DGM'lerin isimlerinin değiştirildiğini ve özel yetkili olan bu mahkemelerin örneği görülmeyen kararlar aldığını kaydeden Baykal, Ergenekon davasına bakan nöbetçi hakimin "üzerimde kurumsal baskı var" dediğini de anımsattı. Baykal, "Bundan sonra o mahkemelerde ya da benzer başka mahkemelerde işlemiyor, işlemeyecek. O kurumsal baskı sadece o hakime mi yapıldı. O hakime kurumsal baskı geliyorsa başka hakime gelemez mi? Sivil mahkeme işte. Öyle bir askeri mahkeme olur ki; kendi komutanını mahkum eder, öyle bir sivil mahkeme olur ki; kurumsal baskı altında ezilir perişan olur. Olayın neden bu taraflarına bakmıyoruz da sivil-asker diye kaba tartışmalara giriyoruz. Neden gizli gizli aldatarak sonuç almaya çalışıyorsunuz. Nitelikli dolandırıcılık vardı Almanya'da, şimdi nitelikli yalancılık yaparak sonuç almaya çalışıyorlar" diye konuştu.

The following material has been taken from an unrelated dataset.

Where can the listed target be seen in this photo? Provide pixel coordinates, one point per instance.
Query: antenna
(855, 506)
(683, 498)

"Senin güvensizliğin askere mi?"

İktidarın, Türkiye'de yargı kurumunun içini boşaltmayı "demokrasi görevi" olarak gördüğünü söyleyen Baykal, "O mahkemelerin zaafları olabilir, sivil mahkemelerin de olabilir. O zaaflar üzerinde durulsun. Bir genel düzenleme yapmakla yetinmiyor, bir madde ile 'şu anda yürütülmekte olan soruşturmalarda da bu ilke uygulanır' diyorsanız; Türkiye'de aklı başında herkes 'bu falan davayı kendi ellerine almak' der. Geçici maddeyi koymuşlar, soruşturma, kovuşturma aşması da buna tabi olarak girer diyor. Bu madde, askeri yargının hangi şartları işleyeceğine ayrıntılı bir şekilde ortaya koydu. Bu önerge ile getirilen düzenleme anayasal düzenlemenin tamamen dışında. Bir önerge ile 4 dakika içinde kimse konuşmadan, kimse bilgi sahibi olmadan, karambol içinde boşlukta kalacak. Olayın bir tarafı bu. Bu heyecanınız nerden kanyaklı" dedi. İktidarın askeri yargının alacağı kararlarla ilgili bir tereddüttü neden taşıdığının da sorgulanması gerektiğini vurgulayan Baykal, "O tereddüt, askeri mahkemeye mi yöneliktir, yoksa askeri mahkemenin ötesinde bu askeri mahkemeye yansıdığını düşündüğün bir anlayışla hesaplaşmak mı istiyorsunuz. Ne adına hesaplaşmak istiyorsunuz? 'Kurumlar arası tam güven vardır' diyor. Peki kardeşim ne uğraşıyorsun o zaman gece yarısı kanunları ile yıllardan beri askeri yargı içinde olan somut konuları, onların elinden kapıp kendi eline almak isteyişinin anlamı ne. Senin askeri yargıya, TSK'ye güvenin var mı, yok mu" dedi.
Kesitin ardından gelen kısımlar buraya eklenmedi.